Seriously, <stdint.h> has been a part of the C language for 15 years now. There’s no excuse for not knowing of its existence, and in the unlikely case that you are targeting a system that does not provide that header, it is not difficult to write your own.

My version automatically selects the highest-performance version of the code for the targeted architecture. If I can use betoh32() then I have better performance than him on little-endian and at worst tie him on big endian machines (and I may win, depending on how good the compiler is at optimizing his version). If I have to use le32dec() then we tie (in fact, le32dec() will almost certainly be defined exactly as his manual decoding).

By using a standard API, I don’t have to test the API myself. I can trust that the author of the API has tested it appropriately and I am only responsible for testing my own code.

His example is far too vague for me to make any sense of it. But in any case, if your code deals with data that has a specific byte ordering, you must test the behaviour on machines with different byte orderings. It’s all well and good to say, “I wrote my code to be independent of byte ordering” but that’s just a specific way of saying “Of course my code is bug-free”, which is never actually true.
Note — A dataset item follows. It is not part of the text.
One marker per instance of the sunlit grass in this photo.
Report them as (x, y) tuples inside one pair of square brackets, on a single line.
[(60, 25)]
I’m not an OS dev so I can’t refute anything you said, but I will point out that he’s also an OS dev. That’s from Rob Pike, who worked on Unix, Plan9, and Inferno.

There are cases where the overlap is useful, or where you don’t need the full 64kB of a segment and it would be a shame to waste the remainder. Back then, using the existing 640kB of a typical PC as efficiently as possible, was considered a more important design goal than worrying about how to address the 16MB that future generations of PCs might have.